My program below checks if the userName and the password is in the database( written in visual basic and uses Access database). The program works however, when I type in the userName or password in a different case it still works. For example, if my database has the userName as "john" and the password as "johnspassword", my program accepts the username as "JOHN" and password as "JOHNSPASSWORD".
how do i resolve this problem?
Dim con As New OleDbConnection("Provider=Microsoft.jet.oledb.4.0;data source=C:\Users\jacob\Desktop\MS Office\project.mdb")
Dim cmd As OleDbCommand = New OleDbCommand("SELECT * FROM tblUsers WHERE UserID = '" & txtUserName_Field.Text & "' AND userPassword = '" & txtUserPassword_Field.Text & "' ", con)
con.Open()
Dim sdr As OleDbDataReader = cmd.ExecuteReader()
'If the record can be queried, it means passing verification, then open another form.
Dim empty =
Me.Controls.OfType(Of TextBox)().Where(Function(txt) txt.Text.Length = 0)
If empty.Any Then
MessageBox.Show(String.Format("Please fill in all the fields required"))
Else
If (sdr.Read() = True) Then
MessageBox.Show("The is valid!")
Form4.Show()
Me.Hide()
Else
MessageBox.Show("Invalid name or password!")
End If
End If
con.Close()
End Sub
If you use a hash of the password instead then you solve two problems you have:
- You should not store passwords as plain text
- A hash will make the password case-sensitive
The Rfc2898DeriveBytes Class is suitable for creating the hash; you'll need a randomly-generated salt stored in the database for each user too.
There are many sites, e.g., Salted Password Hashing - Doing it Right, with explanations of why salting and hashing are desirable.
You will still have to decide if you need the username to be case-sensitive.
EDIT
It appears that Access doesn't have an efficient (i.e. sargable) way to do a case-sensitive comparison, so you can simply get the username from the database and check it in your program, something like this:
Option Infer On
Option Strict On
Imports System.Data.OleDb
Imports System.Security.Cryptography
Public Class SomeClass
'TODO: decide on the sizes for the salt and hash
'TODO: create binary fields in the database of appropriate sizes
'TODO: consider storing the number of iterations in the database
Const SALTLENGTH As Integer = 8
Const HASHLENGTH As Integer = 16
Const PBKDF2ITERATIONS As Integer = 20000
Friend Function PBKDF2Hash(password As String, salt As Byte(), iterations As Integer, hashSize As Integer) As Byte()
Dim hasher As New Rfc2898DeriveBytes(password, salt, iterations)
Return hasher.GetBytes(hashSize)
End Function
Function IsLoginValid(username As String, password As String) As Boolean
Dim salt(SALTLENGTH - 1) As Byte
Dim hashedPassword(HASHLENGTH - 1) As Byte
Dim usernameIsValid = False
Dim csb As New OleDbConnectionStringBuilder With {
.Provider = "Microsoft.jet.oledb.4.0",
.DataSource = "C:\Users\jacob\Desktop\MS Office\project.mdb"
}
Using conn As New OleDbConnection(csb.ConnectionString)
'TODO: use the actual column names
Using cmd As New OleDbCommand("SELECT UserID, salt, password FROM tblUsers WHERE UserID = ?", conn)

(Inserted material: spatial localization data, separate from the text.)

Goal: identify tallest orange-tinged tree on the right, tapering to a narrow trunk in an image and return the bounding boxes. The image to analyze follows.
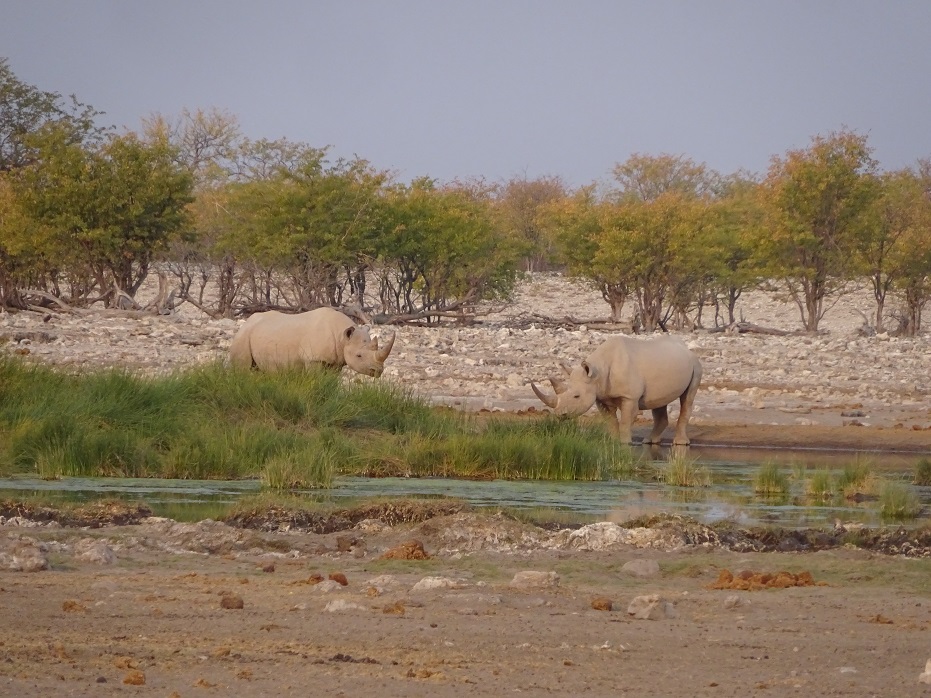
[758,131,876,332]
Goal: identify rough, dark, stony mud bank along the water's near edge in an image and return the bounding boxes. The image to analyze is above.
[0,500,931,557]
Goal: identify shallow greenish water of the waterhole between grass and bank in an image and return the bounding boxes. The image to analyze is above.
[0,447,931,527]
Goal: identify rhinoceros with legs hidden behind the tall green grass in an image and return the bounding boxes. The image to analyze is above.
[230,308,394,378]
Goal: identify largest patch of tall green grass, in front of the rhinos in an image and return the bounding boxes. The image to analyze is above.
[0,359,635,489]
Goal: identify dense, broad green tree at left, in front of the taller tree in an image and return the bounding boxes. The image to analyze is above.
[12,124,191,299]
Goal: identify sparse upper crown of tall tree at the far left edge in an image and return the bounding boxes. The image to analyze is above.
[0,58,106,172]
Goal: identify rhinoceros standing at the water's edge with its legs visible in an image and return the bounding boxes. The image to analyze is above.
[530,337,701,446]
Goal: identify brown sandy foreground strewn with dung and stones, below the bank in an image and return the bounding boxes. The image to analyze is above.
[0,508,931,696]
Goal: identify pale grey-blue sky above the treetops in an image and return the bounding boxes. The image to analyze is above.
[0,0,931,186]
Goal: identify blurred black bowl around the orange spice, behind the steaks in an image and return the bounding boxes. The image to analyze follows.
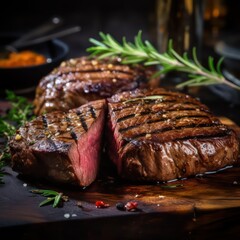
[0,36,69,94]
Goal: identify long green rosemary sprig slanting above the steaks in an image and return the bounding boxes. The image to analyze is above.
[87,31,240,90]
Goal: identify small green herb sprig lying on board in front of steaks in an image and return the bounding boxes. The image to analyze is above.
[30,189,68,208]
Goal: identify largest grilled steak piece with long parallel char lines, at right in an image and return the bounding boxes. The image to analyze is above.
[107,88,239,181]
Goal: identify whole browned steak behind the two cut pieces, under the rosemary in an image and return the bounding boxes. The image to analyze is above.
[34,57,157,115]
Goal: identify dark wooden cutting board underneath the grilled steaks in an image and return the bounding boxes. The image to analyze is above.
[0,118,240,240]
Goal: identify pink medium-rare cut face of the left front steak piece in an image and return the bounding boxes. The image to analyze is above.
[69,112,104,186]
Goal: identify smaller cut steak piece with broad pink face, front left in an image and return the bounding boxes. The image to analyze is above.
[10,100,106,186]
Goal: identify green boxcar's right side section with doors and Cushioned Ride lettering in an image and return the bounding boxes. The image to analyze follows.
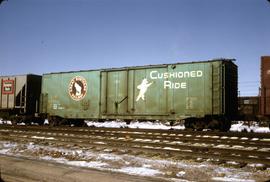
[101,61,228,120]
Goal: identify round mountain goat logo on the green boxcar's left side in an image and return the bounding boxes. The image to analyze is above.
[68,76,87,101]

'TODO: use type of column as specified in the database
cmd.Parameters.Add(New OleDbParameter With {.OleDbType = OleDbType.VarWChar, .Value = username})
conn.Open()
Dim rdr = cmd.ExecuteReader()
If rdr.HasRows Then
rdr.Read()
If String.Compare(rdr.GetString(0), username, StringComparison.Ordinal) = 0 Then
rdr.GetBytes(1, 0, salt, 0, SALTLENGTH)
rdr.GetBytes(2, 0, hashedPassword, 0, HASHLENGTH)
usernameIsValid = True
End If
End If
conn.Close()
End Using
End Using
Dim expectedHash = PBKDF2Hash(password, salt, PBKDF2ITERATIONS, HASHLENGTH)

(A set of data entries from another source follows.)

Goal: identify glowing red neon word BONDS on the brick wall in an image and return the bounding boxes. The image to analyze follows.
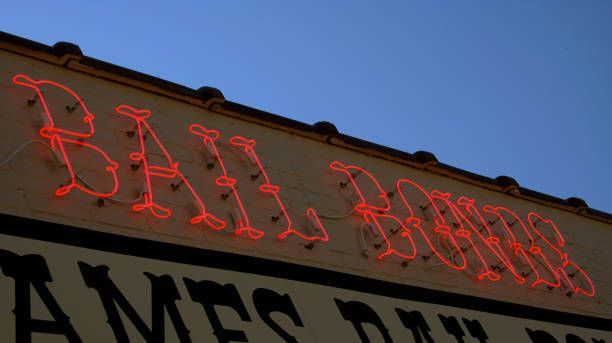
[329,161,595,297]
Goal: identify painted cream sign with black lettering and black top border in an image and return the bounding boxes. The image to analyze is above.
[0,215,612,343]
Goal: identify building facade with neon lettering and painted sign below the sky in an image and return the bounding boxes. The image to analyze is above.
[0,33,612,342]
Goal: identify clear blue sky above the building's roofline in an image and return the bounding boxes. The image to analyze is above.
[0,0,612,212]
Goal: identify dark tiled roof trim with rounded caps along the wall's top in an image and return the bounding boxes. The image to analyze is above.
[0,31,612,223]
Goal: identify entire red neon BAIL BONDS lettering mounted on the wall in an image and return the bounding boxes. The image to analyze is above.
[12,74,595,297]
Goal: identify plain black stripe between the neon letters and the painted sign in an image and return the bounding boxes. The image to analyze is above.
[0,214,612,331]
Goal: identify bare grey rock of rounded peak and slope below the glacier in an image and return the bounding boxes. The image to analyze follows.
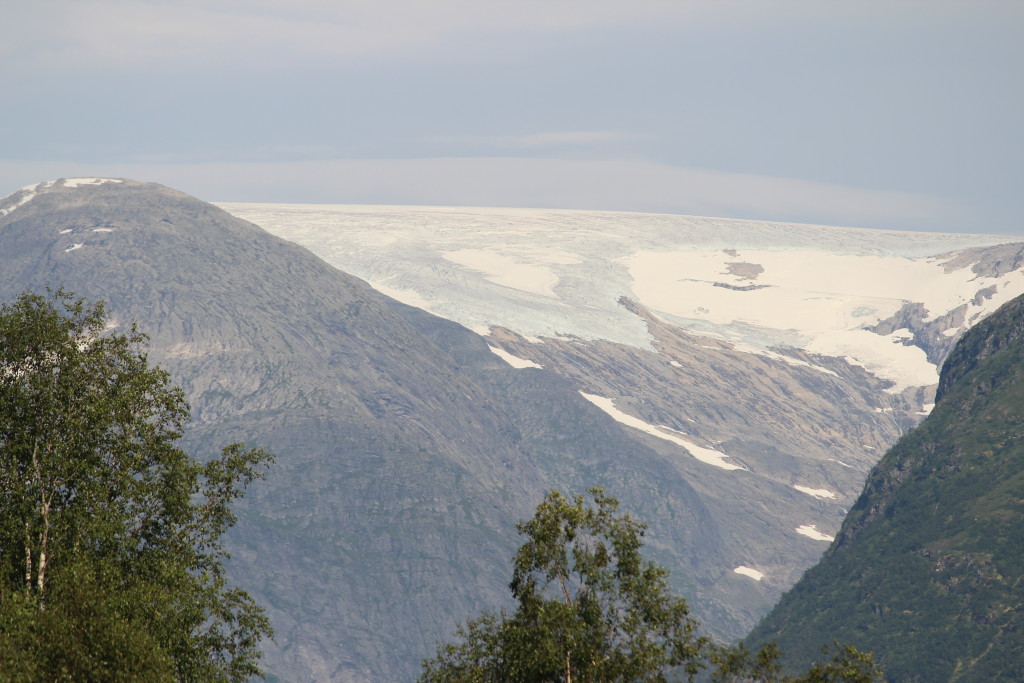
[0,179,1020,681]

If usernameIsValid AndAlso hashedPassword.SequenceEqual(expectedHash) Then
Return True
End If
Return False
End Function
Private Sub bnLogin_Click(sender As Object, e As EventArgs) Handles bnLogin.Click
Dim username = txtUserName_Field.Text
Dim password = txtUserPassword_Field.Text
If username.Length = 0 OrElse password.Length = 0 Then
MessageBox.Show("Please fill in all the fields required.")
Exit Sub
End If
If IsLoginValid(username, password) Then
' user has supplied valid credentials
Else
MessageBox.Show("Invalid username or password.")
End If
End Sub
End Class
Of course, you still have to create the code to put the appropriate data in the database when the user is registered.